Remember how fun it was to get your first Net connection working? It's like that.
How about a project that combines hardware construction, community building, network hacking and, of course, Linux and other free software? Best of all, the stuff you need to get started is cheap and standardized, and there's a great balance of helpful resources and unanswered questions. We're talking about wireless networks. You'll impress even people who aren't Linux users by offering convenient Net access at your business or organization and the public spaces nearby.
Here on the West Coast of the USA, people sometimes get complacent about being first to understand and deploy new technology. If you're in San Francisco or Seattle, you're bound to be living a couple years ahead of everyone else, gadget-wise, right? Wrong.
Even though the West Coast has some wireless users groups that have done some impressive work, wireless is really making an impact in New York City, where “business improvement districts” are using access points to improve business in their neighborhoods, and even the phone company is offering access points. NYCwireless is a force to be reckoned with and might give you some ideas for your town. Find out exactly what that beat box on the cover has to do with Linux, and learn about the wireless frenzy sweeping New York City, on page 42.

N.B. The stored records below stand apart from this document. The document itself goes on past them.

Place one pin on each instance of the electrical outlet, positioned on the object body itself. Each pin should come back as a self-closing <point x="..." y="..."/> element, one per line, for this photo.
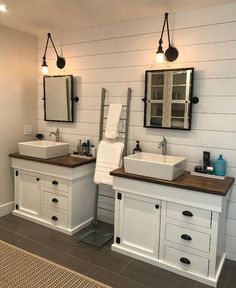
<point x="28" y="130"/>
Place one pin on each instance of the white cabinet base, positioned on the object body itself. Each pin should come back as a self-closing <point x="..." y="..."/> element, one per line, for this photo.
<point x="205" y="280"/>
<point x="190" y="228"/>
<point x="55" y="227"/>
<point x="61" y="198"/>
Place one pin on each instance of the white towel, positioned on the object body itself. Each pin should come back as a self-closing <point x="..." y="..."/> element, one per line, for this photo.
<point x="113" y="117"/>
<point x="108" y="158"/>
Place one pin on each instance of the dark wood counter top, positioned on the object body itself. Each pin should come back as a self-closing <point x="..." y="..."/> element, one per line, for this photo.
<point x="65" y="161"/>
<point x="185" y="181"/>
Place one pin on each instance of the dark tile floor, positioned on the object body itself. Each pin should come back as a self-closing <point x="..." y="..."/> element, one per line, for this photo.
<point x="103" y="265"/>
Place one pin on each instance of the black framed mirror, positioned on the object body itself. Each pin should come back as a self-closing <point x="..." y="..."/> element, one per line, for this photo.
<point x="58" y="98"/>
<point x="168" y="98"/>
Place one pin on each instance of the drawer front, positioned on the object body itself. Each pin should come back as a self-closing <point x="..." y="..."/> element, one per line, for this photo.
<point x="55" y="184"/>
<point x="55" y="218"/>
<point x="186" y="261"/>
<point x="187" y="214"/>
<point x="188" y="237"/>
<point x="54" y="201"/>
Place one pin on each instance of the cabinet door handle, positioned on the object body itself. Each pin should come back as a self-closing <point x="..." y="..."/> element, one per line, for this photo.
<point x="185" y="260"/>
<point x="187" y="213"/>
<point x="186" y="237"/>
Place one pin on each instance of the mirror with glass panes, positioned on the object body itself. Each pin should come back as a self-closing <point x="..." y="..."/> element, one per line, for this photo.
<point x="58" y="98"/>
<point x="168" y="95"/>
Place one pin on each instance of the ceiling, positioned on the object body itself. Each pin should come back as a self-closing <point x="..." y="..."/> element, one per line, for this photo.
<point x="40" y="16"/>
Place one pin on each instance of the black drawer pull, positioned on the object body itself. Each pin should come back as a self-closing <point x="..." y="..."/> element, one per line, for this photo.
<point x="184" y="260"/>
<point x="186" y="237"/>
<point x="187" y="213"/>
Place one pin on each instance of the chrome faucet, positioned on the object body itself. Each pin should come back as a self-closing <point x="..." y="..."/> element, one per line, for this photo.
<point x="163" y="146"/>
<point x="57" y="134"/>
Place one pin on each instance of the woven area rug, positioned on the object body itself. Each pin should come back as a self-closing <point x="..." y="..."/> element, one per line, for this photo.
<point x="22" y="269"/>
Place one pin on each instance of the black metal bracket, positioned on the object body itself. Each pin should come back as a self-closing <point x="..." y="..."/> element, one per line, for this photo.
<point x="194" y="100"/>
<point x="118" y="240"/>
<point x="76" y="99"/>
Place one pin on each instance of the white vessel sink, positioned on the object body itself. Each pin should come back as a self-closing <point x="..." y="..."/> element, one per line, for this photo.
<point x="164" y="167"/>
<point x="43" y="149"/>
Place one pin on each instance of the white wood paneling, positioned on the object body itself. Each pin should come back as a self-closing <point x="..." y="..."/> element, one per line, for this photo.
<point x="115" y="57"/>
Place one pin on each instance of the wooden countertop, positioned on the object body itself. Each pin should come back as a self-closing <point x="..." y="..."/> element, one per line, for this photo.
<point x="185" y="181"/>
<point x="65" y="161"/>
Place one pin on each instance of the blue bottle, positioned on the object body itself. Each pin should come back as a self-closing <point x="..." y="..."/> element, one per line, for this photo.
<point x="220" y="166"/>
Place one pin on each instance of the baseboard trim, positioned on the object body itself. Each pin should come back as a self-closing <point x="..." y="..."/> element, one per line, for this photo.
<point x="6" y="209"/>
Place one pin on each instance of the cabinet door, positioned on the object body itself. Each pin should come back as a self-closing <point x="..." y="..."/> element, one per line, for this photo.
<point x="138" y="227"/>
<point x="27" y="195"/>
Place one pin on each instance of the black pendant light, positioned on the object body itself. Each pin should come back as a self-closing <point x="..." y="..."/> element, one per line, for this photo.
<point x="61" y="62"/>
<point x="171" y="54"/>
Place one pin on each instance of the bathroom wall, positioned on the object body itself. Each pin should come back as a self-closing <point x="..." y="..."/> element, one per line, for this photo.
<point x="115" y="57"/>
<point x="18" y="101"/>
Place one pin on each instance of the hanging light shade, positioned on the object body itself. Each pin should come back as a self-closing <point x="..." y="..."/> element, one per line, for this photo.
<point x="171" y="54"/>
<point x="61" y="62"/>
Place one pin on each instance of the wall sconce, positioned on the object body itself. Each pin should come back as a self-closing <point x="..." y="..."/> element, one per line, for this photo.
<point x="61" y="62"/>
<point x="171" y="54"/>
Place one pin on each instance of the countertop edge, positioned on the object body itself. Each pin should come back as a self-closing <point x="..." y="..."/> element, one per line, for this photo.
<point x="121" y="173"/>
<point x="62" y="161"/>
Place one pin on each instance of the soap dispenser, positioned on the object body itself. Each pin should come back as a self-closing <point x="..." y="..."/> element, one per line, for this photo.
<point x="220" y="166"/>
<point x="137" y="149"/>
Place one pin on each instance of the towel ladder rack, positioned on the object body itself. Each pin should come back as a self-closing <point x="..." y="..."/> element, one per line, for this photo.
<point x="94" y="237"/>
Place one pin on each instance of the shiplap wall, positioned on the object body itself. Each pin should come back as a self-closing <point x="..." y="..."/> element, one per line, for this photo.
<point x="115" y="57"/>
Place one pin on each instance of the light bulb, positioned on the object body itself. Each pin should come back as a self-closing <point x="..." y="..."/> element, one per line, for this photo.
<point x="3" y="8"/>
<point x="45" y="69"/>
<point x="160" y="57"/>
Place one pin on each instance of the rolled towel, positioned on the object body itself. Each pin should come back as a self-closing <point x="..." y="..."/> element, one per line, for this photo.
<point x="113" y="117"/>
<point x="108" y="158"/>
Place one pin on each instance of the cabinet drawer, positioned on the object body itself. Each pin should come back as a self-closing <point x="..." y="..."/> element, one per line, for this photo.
<point x="186" y="261"/>
<point x="54" y="201"/>
<point x="55" y="183"/>
<point x="187" y="214"/>
<point x="55" y="218"/>
<point x="188" y="237"/>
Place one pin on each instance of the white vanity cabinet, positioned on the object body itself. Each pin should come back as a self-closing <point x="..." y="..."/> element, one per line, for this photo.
<point x="178" y="229"/>
<point x="137" y="217"/>
<point x="60" y="197"/>
<point x="27" y="193"/>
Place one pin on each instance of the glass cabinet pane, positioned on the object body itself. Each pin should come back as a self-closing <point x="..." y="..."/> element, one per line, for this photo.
<point x="158" y="79"/>
<point x="156" y="109"/>
<point x="177" y="110"/>
<point x="178" y="92"/>
<point x="156" y="121"/>
<point x="179" y="78"/>
<point x="157" y="93"/>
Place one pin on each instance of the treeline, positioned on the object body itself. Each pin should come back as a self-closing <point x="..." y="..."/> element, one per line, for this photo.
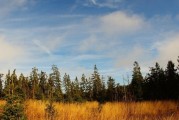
<point x="158" y="84"/>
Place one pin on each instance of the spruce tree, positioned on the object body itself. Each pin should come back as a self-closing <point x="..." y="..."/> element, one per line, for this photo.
<point x="97" y="84"/>
<point x="136" y="83"/>
<point x="1" y="87"/>
<point x="110" y="89"/>
<point x="58" y="96"/>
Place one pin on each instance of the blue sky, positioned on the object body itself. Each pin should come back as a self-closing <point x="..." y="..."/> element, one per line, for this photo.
<point x="77" y="34"/>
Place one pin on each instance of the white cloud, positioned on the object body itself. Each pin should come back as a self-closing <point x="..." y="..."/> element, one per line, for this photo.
<point x="104" y="3"/>
<point x="7" y="6"/>
<point x="10" y="54"/>
<point x="121" y="22"/>
<point x="167" y="49"/>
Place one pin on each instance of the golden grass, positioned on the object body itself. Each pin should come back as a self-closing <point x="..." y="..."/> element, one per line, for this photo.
<point x="159" y="110"/>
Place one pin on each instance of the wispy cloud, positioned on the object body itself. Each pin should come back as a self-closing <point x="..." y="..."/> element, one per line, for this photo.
<point x="7" y="6"/>
<point x="103" y="3"/>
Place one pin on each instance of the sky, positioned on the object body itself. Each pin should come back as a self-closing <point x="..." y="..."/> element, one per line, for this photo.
<point x="77" y="34"/>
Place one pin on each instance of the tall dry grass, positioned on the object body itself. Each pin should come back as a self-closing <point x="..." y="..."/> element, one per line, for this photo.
<point x="159" y="110"/>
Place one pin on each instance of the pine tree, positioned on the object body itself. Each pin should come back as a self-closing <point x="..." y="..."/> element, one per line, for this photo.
<point x="67" y="86"/>
<point x="110" y="89"/>
<point x="97" y="84"/>
<point x="171" y="81"/>
<point x="34" y="81"/>
<point x="89" y="89"/>
<point x="83" y="86"/>
<point x="77" y="91"/>
<point x="1" y="86"/>
<point x="58" y="96"/>
<point x="43" y="94"/>
<point x="154" y="87"/>
<point x="136" y="83"/>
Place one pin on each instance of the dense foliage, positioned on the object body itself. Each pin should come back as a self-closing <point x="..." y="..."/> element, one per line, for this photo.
<point x="158" y="84"/>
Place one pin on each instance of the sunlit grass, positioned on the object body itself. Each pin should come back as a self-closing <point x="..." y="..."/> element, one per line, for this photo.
<point x="158" y="110"/>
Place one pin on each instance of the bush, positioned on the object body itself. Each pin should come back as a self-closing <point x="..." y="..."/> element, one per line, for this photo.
<point x="14" y="109"/>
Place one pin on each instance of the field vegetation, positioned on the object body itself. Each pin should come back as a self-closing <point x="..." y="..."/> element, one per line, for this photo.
<point x="156" y="110"/>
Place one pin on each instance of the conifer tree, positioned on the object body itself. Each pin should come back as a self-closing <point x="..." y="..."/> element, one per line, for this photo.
<point x="171" y="81"/>
<point x="58" y="96"/>
<point x="43" y="94"/>
<point x="110" y="89"/>
<point x="1" y="86"/>
<point x="97" y="84"/>
<point x="34" y="81"/>
<point x="67" y="88"/>
<point x="83" y="86"/>
<point x="136" y="83"/>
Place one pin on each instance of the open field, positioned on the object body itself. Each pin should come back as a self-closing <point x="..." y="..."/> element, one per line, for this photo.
<point x="159" y="110"/>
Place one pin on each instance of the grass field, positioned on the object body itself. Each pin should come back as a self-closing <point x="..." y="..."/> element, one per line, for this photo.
<point x="159" y="110"/>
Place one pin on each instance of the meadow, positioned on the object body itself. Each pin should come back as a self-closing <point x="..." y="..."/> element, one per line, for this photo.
<point x="157" y="110"/>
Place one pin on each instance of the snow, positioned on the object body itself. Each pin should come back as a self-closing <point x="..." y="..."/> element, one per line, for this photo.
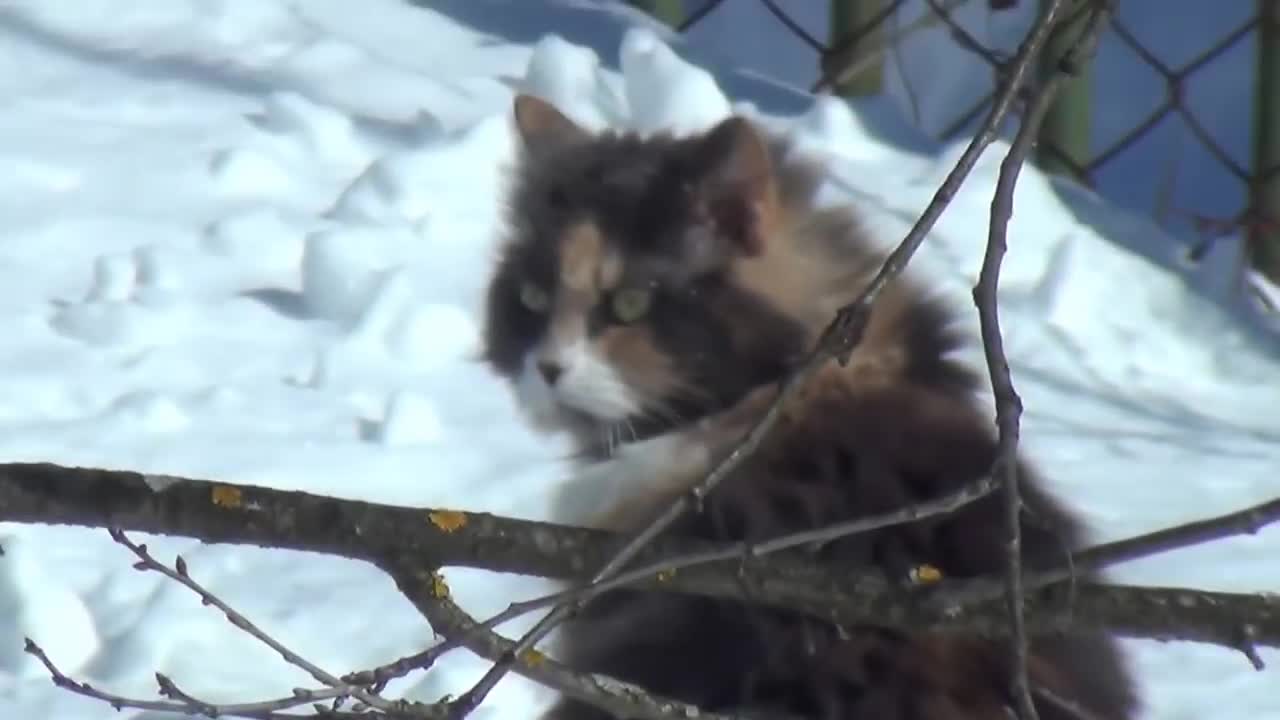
<point x="248" y="240"/>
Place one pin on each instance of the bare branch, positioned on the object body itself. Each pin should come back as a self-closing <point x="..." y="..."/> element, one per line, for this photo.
<point x="426" y="589"/>
<point x="178" y="573"/>
<point x="1102" y="556"/>
<point x="1009" y="405"/>
<point x="183" y="702"/>
<point x="219" y="513"/>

When Doc's article has you typing “LGA” into your favorite travel site, be sure to pack your favorite Linux PDA or laptop, and bring along a copy of Kismet. Tony Steidler-Dennison shows you how to discover all the wireless resources available to you, on page 58.
Meanwhile, the author of Kismet, Mike Kershaw, explains how to set up your very own access point, with NoCatAuth and a friendly login screen for security, on page 52. If you merely leave your access point open, people might hesitate to use it because they're polite or don't know what your intentions are. Change its name to something with “public” or “open” in it, and put up NoCatAuth so that people can sign in and understand the terms under which they're allowed to use it.
As always, networks are most useful and fun when you can connect them to real-world devices. Tad Truex has a sump pump on the Web, and you can learn to hook up your own electrical appliances on page 38. Remember, safety first, and read the part about not burning your house down.
Often, you need a big directory that handles everyone's information for your business, and the last thing you want is to get locked in to some vendor's idea of how to do it, so naturally you've been reading Mick Bauer's series on OpenLDAP. This month, on page 32, Mick finishes the series. If you're a new subscriber, check out interactive.linuxjournal.com for the previous two articles in the series.
Finally, don't miss the chance to get your Web site onto a content management system (CMS) that helps everyone do his or her job better and release pages to the public at the right time. Reuven Lerner offers Bricolage for your consideration on page 16.